Case Study OverviewLTE network needs not only good RSRP levels, but also high Signal to Interference plus Noise Ratio (SINR). If PCI is not planned well, it will cause high interruption of the Reference Signal (RS). This situation may then result in an effective lack of signal coverage. Physical Cell ID (PCI) is one of the most important cell’s identifier in the wireless network of LTE system. Therefore, PCI planning is one of the most important steps in LTE network planning and construction. To assign PCI correctly and efficiently will increase resource utilization and QoS of the LTE system for subscribers. Poor planning results in PCI conflicts or collisions which impact network performance.
PCIs, or Physical Cell Identifiers, in LTE networks provide a psuedo- unique value for identifying eNodeBs. The PCI value is created from two components – PSS and SSS. The PSS, Primary Synchronization Signal, has the value 0, 1, or 2. The SSS, Secondary Synchronization Signal, can have a value between 0 and 167. The PCI value is [(3x SSS)+(PSS)], resulting in a value between 0 and 503. With only these 504 values, PCIs are reused in the network and planning reuse, reuse strategy, options, etc is a study all unto itself.
Creating an initial PCI plan that eliminates conflicts and collisions is not an arduous task. Most planning tools provide features for this type of planning and allow users to consider different planning techniques or approaches. The problems arise with real networks, particularly those with active SON neighbor relation applications. Introduction of new cells, or changes from SON actualizations, can create conflicts. With continually evolving networks and neighbor relations, a full re-plan for each scenario or change is just not feasible. Problems may go undetected or perceived as a result of other changes, allowing PCI conflicts/collisions to remain unresolved. Knowing there is a potential problem and resolving it quickly require daily auditing of current configurations, both neighbor relations and PCIs.
The level of impact to performance varies greatly for PCI problems. Direct collisions, two neighbor cells with same PCI, are infrequent and typically caught at time of PCI implementation. Automatic Neighbor Relation (ANR) planning modules may address these types of issues and prevent neighbor relations from being added. Typically called blacklisting. However, even with OSS safeguards and SON ANR algorithms checking for these problems, they do occur. A more prevalent issue is PCI confusion – where a cell has 2 neighbor cells with the same PCI value.
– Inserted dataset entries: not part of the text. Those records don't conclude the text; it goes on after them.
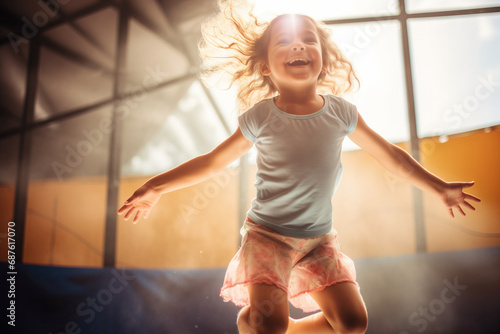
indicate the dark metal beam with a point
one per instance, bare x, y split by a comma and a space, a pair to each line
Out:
80, 111
472, 11
15, 24
114, 164
22, 180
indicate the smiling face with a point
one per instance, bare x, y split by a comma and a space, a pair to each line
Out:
294, 58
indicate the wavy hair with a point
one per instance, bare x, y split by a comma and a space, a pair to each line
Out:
234, 43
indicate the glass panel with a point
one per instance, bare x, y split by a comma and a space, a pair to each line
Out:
9, 150
375, 52
162, 130
146, 68
327, 9
76, 68
12, 84
413, 6
456, 73
168, 127
66, 206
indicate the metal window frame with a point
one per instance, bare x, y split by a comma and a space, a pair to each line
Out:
28, 123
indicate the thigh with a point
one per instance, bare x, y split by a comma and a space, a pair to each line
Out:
268, 308
343, 307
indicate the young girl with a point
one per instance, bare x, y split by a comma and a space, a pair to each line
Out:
289, 250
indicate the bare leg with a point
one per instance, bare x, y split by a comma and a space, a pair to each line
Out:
267, 313
343, 312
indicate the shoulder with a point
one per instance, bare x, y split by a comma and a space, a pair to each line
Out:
258, 111
338, 102
344, 110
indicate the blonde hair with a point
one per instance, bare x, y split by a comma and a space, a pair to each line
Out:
234, 43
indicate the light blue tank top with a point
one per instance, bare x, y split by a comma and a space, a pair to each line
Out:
298, 164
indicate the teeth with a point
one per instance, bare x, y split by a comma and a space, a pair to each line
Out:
298, 59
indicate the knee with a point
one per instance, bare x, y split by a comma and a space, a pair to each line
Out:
267, 323
352, 323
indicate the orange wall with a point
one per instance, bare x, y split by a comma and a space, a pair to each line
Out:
198, 226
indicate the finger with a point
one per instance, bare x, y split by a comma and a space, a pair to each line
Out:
122, 209
137, 217
467, 184
472, 197
130, 213
467, 204
131, 199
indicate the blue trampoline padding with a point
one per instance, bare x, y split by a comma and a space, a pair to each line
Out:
105, 300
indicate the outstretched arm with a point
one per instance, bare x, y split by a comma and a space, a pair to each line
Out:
399, 162
189, 173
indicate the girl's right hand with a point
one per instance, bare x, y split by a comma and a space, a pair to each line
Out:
140, 203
This impact handover performance as mobiles are ‘confused’ by the two PCI values and can only initiate handover to one of them. Where the selected cell is NOT the correct relation, performance impacts can range from poor quality to abnormal releases (drops). For some operators, engineering resources may be assigned full time to specifically monitor PCI configurations and plan changes. TTS Inc developed the PCI/RSI Audit and Adhoc planner functionality within the IMNOS platform to address these types of issues – providing speedy, accurate, and immediate results. This modules improves performance and adds engineering efficiency.
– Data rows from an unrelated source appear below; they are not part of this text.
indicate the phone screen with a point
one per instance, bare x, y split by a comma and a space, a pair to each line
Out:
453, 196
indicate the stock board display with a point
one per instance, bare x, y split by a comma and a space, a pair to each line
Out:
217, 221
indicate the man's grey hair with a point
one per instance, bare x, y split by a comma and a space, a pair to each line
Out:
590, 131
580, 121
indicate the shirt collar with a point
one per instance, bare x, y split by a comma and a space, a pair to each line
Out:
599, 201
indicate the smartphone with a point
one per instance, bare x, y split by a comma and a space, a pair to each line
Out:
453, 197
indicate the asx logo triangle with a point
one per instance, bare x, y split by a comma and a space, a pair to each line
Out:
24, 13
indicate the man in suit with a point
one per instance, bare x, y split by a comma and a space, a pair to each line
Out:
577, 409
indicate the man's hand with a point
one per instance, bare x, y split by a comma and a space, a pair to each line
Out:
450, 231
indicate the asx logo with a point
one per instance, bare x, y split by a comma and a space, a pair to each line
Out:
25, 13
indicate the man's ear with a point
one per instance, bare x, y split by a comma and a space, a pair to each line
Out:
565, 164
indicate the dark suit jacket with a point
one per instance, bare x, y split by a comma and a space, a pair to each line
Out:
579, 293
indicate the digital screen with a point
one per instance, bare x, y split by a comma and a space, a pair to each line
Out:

Figure 1: Audit Results Example
The first step to resolving any problem is knowing there is an issue to begin with. An automated daily audit, with data directly from the OSS configuration files, provides the clear picture of frequency and severity of problems. Mapping of confusions and collisions with weighting by neighbor interactions assists with prioritizing the resolutions. These may include simple neighbor definition clean-up or PCI changes.
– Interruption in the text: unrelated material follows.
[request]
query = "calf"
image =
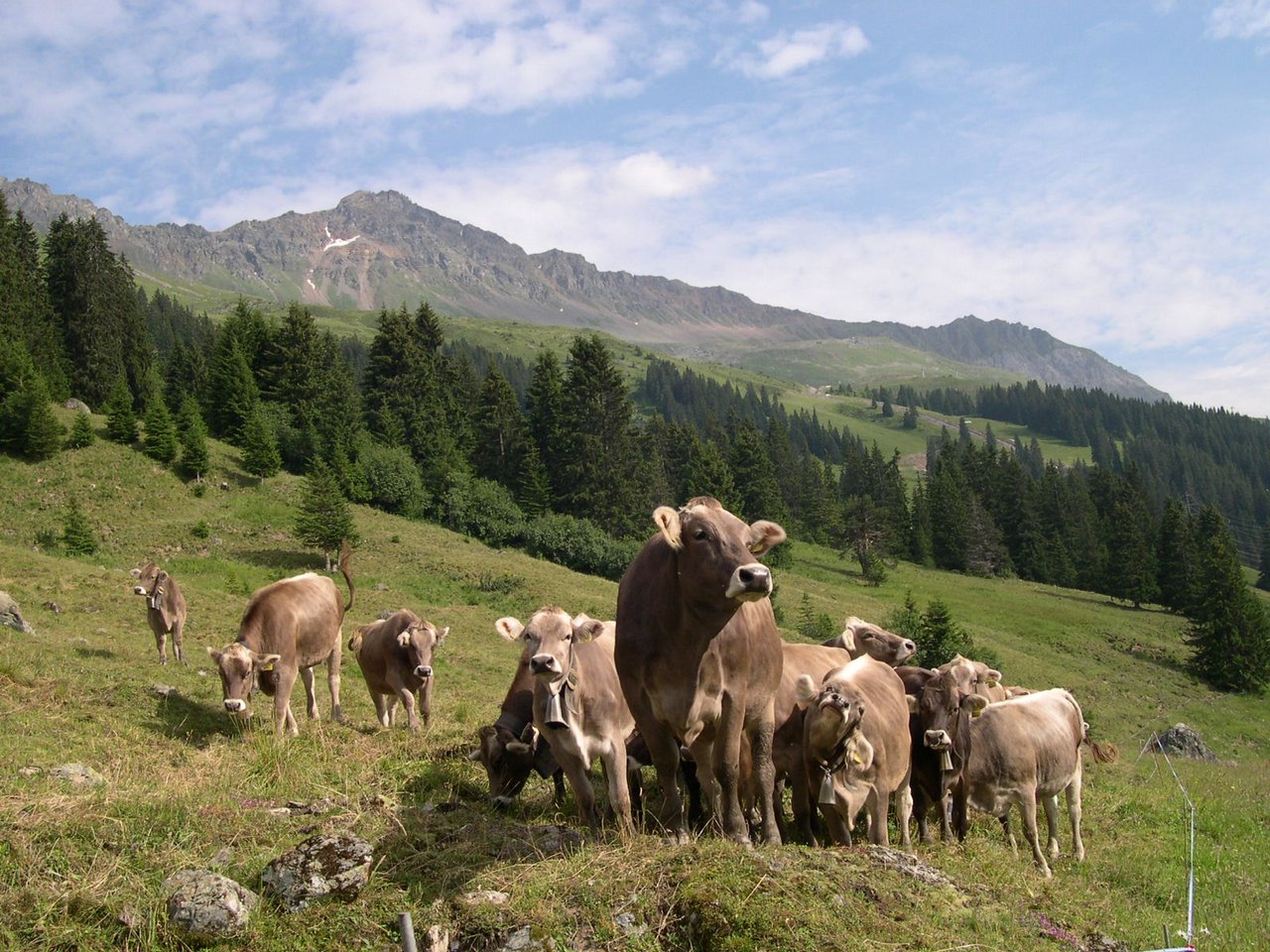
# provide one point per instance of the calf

Figure 2: Confusion Mapping Example
After identifying the problems, market engineers can utilize the Ad-hoc planning module to determine a new PCI plan for the problem cells. A market for this US-based LTE operator utilized the IMNOS (Integrated Mobile Network Optimization Software) modules – Audit and Ad-hoc Planner – to resolve PCI problems with their network. The severity of impact varies based on interaction with neighbors and overall traffic.
To isolate impact of changes to PCI, cells were changed on a one-by-one basis. The Ad-hoc planner was utilized to find new values for each problem cell. Changes were implemented over the course of a few days. On a per-cell basis the largest improvement was seen in RACH Setup Completion success rate. RACH Setup Completion jumped from 88% to nearly 100% with the implementation of a new, clean, PCI value.
Figure 3: RACH Performance Trend
The rapidly changing nature of wireless networks, through growth and SON-initiated modifications, creates a challenge for maintaining a clean PCI plan. Negative performance impacts from confusions and collisions can sneak into the network and remain unresolved without a regular audit and ad-hoc, quick re-plan of values. Even minor degradation of performance contribute to overall customer perception and keeping the network PCI plan clean ensures engineering resources are focused on higher level problems.